Should Index Funds Step Up Their Corporate Governance Game?
BU Law Professor Scott Hirst and coauthor Lucian Bebchuk study how index fund managers approach corporate stewardship.
Millions of Americans have invested retirement savings in index funds. But, according to new research by Boston University School of Law Associate Professor Scott Hirst, the managers of such funds may not be monitoring and engaging with the public companies they track to the best of their abilities.
Index funds, which are tied to the performance of the S&P 500, Russell 3000, or other specific stock market indexes, are the largest of all institutional investors. According to “The Specter of the Giant Three,” an article recently published in the Boston University Law Review by Hirst and coauthor Lucian A. Bebchuk, a professor at Harvard Law School, more than $3.4 trillion in assets flowed to such funds between 2009 and 2018. In the article, the coauthors show that the “Big Three” index fund managers—BlackRock, Vanguard, and State Street Global Advisors—cast approximately 25 percent of the votes at the shareholder meetings of S&P 500 companies. According to Hirst and Bebchuk, those three funds may control 40 percent of votes at most S&P 500 companies within the next 20 years.
And yet, despite that enormous potential influence, the Big Three seem to be taking a disproportionately passive role on matters of corporate governance. Although the funds often support certain shareholder proposals for governance reforms, they generally avoid putting forward such proposals themselves. According to Hirst, that passivity is a sign that the Big Three are punching below their weight.
Hirst and Bebchuk are quick to point out that they do not believe index fund stewardship is worse than the stewardship of individual investors.
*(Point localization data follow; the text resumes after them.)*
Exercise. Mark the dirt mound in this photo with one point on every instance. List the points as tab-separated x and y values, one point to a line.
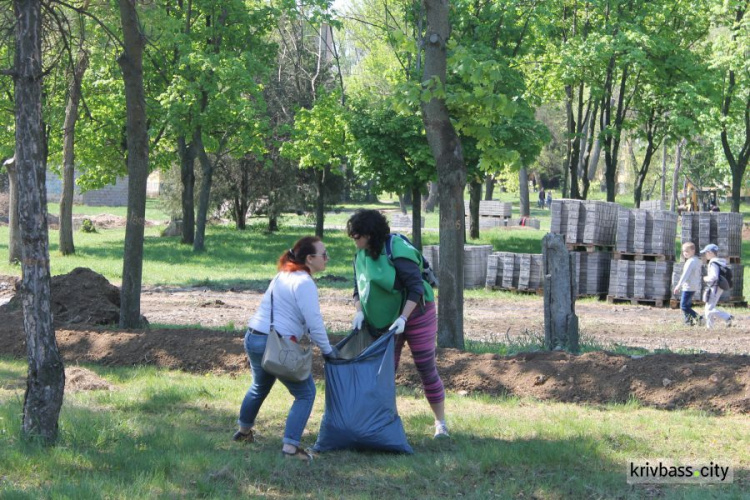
80	379
80	297
712	382
100	221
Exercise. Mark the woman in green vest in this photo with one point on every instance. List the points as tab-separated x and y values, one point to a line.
390	294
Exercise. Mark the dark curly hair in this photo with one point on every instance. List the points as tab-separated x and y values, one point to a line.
369	223
295	258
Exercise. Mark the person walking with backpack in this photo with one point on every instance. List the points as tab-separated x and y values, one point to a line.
391	294
713	291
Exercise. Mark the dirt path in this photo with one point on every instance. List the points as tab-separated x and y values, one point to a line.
486	319
717	380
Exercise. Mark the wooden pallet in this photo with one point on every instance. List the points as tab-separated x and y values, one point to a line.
642	256
597	296
537	291
587	247
611	299
732	302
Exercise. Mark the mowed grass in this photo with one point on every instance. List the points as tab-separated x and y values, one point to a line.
165	434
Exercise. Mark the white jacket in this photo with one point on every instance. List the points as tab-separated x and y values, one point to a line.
712	275
296	309
690	280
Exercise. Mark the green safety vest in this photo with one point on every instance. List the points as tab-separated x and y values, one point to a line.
381	303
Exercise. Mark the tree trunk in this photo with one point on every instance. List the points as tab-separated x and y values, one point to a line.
207	169
320	203
676	174
738	163
14	230
187	176
407	201
560	320
594	159
416	219
68	189
475	196
523	179
45	382
131	64
432	198
489	187
241	203
446	149
651	146
402	203
664	172
572	143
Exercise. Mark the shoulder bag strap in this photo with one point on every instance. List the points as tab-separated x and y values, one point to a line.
273	283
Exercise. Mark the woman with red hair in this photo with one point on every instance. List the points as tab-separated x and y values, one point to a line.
296	312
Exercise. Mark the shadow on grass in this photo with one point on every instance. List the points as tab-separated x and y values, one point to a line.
171	442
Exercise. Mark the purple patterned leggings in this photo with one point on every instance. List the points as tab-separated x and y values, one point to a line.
421	335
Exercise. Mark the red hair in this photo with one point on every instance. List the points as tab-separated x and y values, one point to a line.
295	259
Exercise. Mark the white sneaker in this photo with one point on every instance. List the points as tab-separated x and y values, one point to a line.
441	431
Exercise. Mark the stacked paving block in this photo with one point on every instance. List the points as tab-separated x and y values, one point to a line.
647	232
475	262
492	213
642	265
592	270
721	228
475	265
514	271
583	222
725	230
590	231
401	220
654	205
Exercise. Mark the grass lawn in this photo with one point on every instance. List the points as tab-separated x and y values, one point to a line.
165	434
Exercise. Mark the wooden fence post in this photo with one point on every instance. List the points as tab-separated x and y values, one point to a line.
560	320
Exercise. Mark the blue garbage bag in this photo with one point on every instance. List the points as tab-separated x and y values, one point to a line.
360	410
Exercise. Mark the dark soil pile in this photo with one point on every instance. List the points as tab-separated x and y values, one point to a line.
713	382
79	297
80	379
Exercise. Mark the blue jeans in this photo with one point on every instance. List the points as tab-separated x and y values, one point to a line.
303	392
686	304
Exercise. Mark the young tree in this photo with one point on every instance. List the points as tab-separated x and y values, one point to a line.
446	148
732	58
131	63
392	152
318	142
46	377
67	246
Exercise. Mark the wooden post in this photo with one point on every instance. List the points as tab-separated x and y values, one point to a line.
560	320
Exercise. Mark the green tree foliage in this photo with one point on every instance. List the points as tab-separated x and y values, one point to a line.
318	142
391	149
731	63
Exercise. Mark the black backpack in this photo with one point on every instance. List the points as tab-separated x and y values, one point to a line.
725	272
428	274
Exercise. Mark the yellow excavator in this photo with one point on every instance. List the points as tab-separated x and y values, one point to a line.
698	199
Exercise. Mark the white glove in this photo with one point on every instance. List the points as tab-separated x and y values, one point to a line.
399	325
358	320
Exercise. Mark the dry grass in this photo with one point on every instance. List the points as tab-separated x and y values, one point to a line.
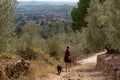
38	70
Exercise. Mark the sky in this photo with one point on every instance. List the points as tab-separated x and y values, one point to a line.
52	0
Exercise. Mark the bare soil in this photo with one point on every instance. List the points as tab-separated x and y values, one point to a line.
85	70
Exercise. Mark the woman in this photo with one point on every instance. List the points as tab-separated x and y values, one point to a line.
67	59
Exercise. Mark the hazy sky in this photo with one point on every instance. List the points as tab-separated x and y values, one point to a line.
52	0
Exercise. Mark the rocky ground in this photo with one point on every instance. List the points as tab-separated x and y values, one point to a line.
85	70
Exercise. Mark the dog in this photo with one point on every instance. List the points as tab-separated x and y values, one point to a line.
59	69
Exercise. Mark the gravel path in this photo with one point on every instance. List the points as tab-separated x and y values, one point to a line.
84	71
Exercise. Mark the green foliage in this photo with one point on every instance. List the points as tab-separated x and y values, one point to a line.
7	25
78	15
103	25
27	54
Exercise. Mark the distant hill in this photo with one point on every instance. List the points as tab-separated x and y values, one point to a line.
45	3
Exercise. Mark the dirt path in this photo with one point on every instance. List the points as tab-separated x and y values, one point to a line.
84	71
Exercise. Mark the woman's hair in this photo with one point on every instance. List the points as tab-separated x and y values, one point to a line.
68	47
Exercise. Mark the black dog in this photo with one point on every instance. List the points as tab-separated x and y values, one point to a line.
59	69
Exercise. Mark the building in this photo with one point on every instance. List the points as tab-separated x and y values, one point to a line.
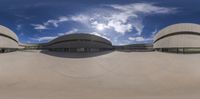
178	38
79	43
135	47
8	40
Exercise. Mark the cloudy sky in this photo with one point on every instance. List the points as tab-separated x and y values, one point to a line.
121	21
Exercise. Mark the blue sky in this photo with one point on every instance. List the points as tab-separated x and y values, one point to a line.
121	21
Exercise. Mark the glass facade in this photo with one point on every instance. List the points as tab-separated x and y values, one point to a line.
180	50
80	49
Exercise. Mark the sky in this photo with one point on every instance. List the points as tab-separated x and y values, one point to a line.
120	21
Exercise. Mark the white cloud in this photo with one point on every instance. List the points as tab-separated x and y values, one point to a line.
119	18
139	39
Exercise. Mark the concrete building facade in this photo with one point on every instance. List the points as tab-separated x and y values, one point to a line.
183	38
8	40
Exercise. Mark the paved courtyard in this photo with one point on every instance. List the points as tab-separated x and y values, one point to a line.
115	75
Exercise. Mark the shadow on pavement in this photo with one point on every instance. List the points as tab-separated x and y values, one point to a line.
75	54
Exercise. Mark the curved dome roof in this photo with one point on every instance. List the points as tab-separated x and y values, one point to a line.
181	27
81	36
6	31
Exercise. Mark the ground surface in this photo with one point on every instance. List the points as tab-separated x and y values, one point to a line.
116	75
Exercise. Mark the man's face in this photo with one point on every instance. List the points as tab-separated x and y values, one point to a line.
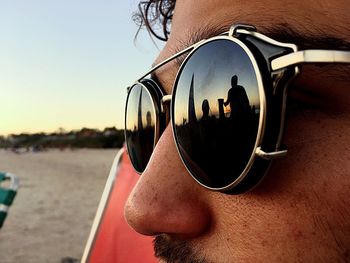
300	212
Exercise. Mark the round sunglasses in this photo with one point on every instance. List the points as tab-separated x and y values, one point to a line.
227	107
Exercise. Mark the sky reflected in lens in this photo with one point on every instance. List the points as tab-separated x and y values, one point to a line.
140	126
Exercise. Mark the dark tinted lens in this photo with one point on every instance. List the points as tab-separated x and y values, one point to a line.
140	126
216	112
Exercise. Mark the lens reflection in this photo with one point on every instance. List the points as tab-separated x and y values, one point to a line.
140	126
216	112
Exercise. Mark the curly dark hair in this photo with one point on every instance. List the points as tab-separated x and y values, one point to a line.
155	12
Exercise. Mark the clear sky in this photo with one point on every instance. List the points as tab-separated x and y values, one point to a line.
67	63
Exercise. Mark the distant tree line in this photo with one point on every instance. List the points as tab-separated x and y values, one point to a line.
84	138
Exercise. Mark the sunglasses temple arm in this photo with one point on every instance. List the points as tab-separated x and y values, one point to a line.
171	58
310	56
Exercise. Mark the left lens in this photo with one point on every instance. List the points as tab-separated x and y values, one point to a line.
140	118
216	111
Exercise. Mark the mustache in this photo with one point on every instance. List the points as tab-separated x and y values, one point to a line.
175	251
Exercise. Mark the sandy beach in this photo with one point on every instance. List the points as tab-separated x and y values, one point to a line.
56	203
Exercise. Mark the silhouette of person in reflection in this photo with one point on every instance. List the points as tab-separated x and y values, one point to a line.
148	119
238	99
205	109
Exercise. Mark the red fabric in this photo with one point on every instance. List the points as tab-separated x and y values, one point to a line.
116	241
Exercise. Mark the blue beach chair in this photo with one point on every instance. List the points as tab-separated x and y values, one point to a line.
7	194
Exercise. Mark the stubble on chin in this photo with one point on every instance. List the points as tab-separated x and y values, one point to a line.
175	251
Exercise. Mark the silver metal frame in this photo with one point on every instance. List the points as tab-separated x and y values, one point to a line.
294	59
310	56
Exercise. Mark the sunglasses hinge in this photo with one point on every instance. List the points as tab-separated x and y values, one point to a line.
270	155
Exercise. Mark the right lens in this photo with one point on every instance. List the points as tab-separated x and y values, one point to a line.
140	123
216	111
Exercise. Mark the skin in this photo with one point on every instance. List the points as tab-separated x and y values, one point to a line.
300	212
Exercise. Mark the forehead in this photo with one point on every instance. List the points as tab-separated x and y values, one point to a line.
214	16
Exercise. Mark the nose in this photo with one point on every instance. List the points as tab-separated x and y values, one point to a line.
166	199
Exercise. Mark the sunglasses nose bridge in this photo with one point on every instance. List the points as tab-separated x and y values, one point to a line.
165	107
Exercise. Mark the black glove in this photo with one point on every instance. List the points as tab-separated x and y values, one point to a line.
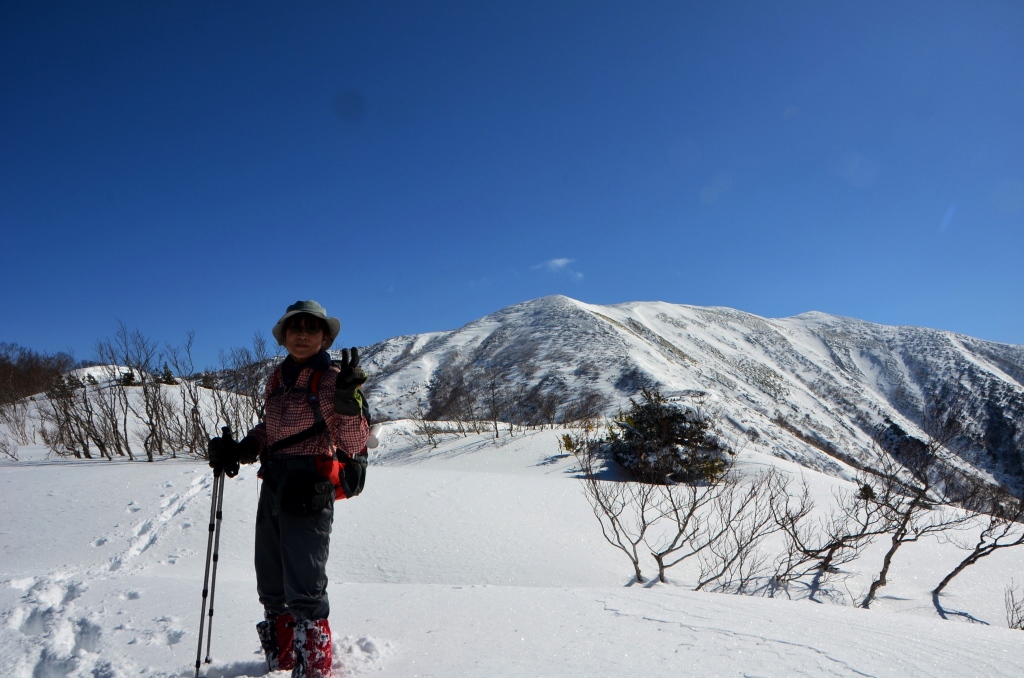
348	391
225	454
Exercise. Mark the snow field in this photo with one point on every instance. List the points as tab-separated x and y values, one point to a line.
479	557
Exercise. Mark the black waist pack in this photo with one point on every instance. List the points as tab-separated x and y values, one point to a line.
305	494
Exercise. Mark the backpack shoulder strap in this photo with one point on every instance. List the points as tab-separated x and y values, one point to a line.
320	425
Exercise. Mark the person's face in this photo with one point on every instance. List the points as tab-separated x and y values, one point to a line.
304	337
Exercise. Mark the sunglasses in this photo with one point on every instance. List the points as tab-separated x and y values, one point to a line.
302	329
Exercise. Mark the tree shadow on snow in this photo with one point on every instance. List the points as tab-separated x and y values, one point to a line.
946	613
233	670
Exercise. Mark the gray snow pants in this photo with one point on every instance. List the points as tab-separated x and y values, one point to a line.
291	549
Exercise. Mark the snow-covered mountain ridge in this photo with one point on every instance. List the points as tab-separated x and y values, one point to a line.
813	388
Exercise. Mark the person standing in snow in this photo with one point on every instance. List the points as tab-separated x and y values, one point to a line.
314	425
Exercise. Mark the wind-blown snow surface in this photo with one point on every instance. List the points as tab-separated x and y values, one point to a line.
476	558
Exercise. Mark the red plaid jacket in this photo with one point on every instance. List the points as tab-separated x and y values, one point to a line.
288	414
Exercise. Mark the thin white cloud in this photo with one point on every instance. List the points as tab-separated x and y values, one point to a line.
559	265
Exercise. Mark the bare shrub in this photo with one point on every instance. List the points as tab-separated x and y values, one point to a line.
817	548
1015	607
625	510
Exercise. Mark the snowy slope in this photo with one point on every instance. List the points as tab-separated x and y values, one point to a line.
479	557
812	388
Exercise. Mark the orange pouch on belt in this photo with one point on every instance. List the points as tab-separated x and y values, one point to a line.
331	468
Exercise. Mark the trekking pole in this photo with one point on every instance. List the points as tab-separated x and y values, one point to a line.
226	430
215	502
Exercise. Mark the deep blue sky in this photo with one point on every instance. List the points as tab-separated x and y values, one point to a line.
416	165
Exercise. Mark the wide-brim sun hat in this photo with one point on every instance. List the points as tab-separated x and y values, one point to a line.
312	308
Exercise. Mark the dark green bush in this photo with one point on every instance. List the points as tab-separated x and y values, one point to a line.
660	441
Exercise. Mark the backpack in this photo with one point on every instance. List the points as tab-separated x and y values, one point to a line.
346	473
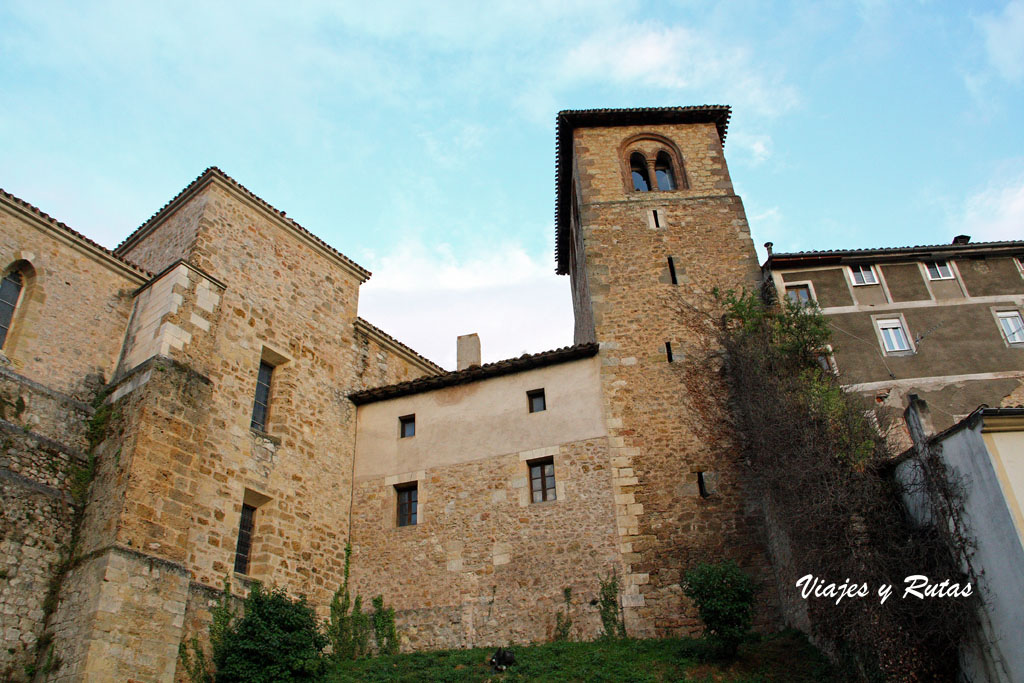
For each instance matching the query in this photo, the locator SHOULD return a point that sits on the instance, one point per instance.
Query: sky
(418, 137)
In fact, the large ownership stakes held by the Big Three enable them to be effective stewards; the coauthors just don’t think those funds are being as effective as they could be.
“We believe that the concentration of shares in the hands of institutional investors, including index funds, produces the possibility of substantially better oversight,” Hirst says. “Our interest is in seeing that potential realized to the fullest extent possible.”
In “Index Funds and the Future of Corporate Governance: Theory, Evidence, and Policy,” which will be published later this year by the Columbia Law Review, Hirst and Bebchuk examine how the Big Three are—and are not—using their power. In the article, the authors show some of the ways the interests of index fund managers might not align with the interests of index fund investors. Specifically, they argue that index fund managers under-invest in stewardship and defer excessively to the managers of the companies in which they invest, even when doing so is not in the best interests of the funds’ investors.
One problem Hirst and Bebchuk identify is that the very low fees index fund managers charge mean that the rewards to index fund managers don’t justify the effort and cost required to bring about real change in a company’s governance structure.
“Thus, the index fund manager would not have an incentive to employ a team of professionals to spend significant time on stewardship … even though such stewardship would be value maximizing” for investors, Hirst and Bebchuk write.
Hirst and Bebchuk provide evidence that, for each position of $1 billion that they hold, the Big Three funds invest less than $4,500 in stewardship each year. As a result, in 2019, the fund managers had no engagement with approximately 90 percent of their portfolio companies, on average.
Index fund managers also can be reluctant to take positions that oppose corporate managers because doing so might jeopardize business relationships they have with public companies or spur those companies to push for greater regulation of index fund managers.
Hirst and Bebchuk acknowledge that index fund managers have fiduciary duties to their investors and also may make good stewardship decisions out of a desire to do the right thing or maintain their reputation as responsible stewards. But those factors can’t “completely overcome the incentive problems,” Hirst says.
Instead, the coauthors propose policy reforms they believe could help overcome some of those problems. For instance, to reduce the risk of excessive deference to corporate managers, Hirst and Bebchuk suggest index funds refrain from offering business services to the companies they invest in. They also advocate for more transparency in the relationships between index fund managers and corporate managers.
The potential impact of greater stewardship is significant.
“How index funds monitor the companies in which they invest impacts the performance and the actions of those companies, which in turn affects everyone in our society. Millions of American families whose retirement savings are invested in index funds are directly affected,” Hirst says.
The research is already earning accolades. “Index Funds and the Future of Corporate Governance” has won three prestigious awards, including the 2019 Cleary Gottlieb Steen Hamilton Prize for Best Paper in the European Corporate Governance Institute Working Paper Series, the Jaime Fernández de Araoz Award on Corporate Finance, and the 2018 Investor Research Award from the Investor Responsibility Research Center Institute.
“The importance of institutional investors has been growing significantly,” Hirst says. “The fact that institutional investors now hold the great majority of shares in most large US companies has made their actions and incentives very important.”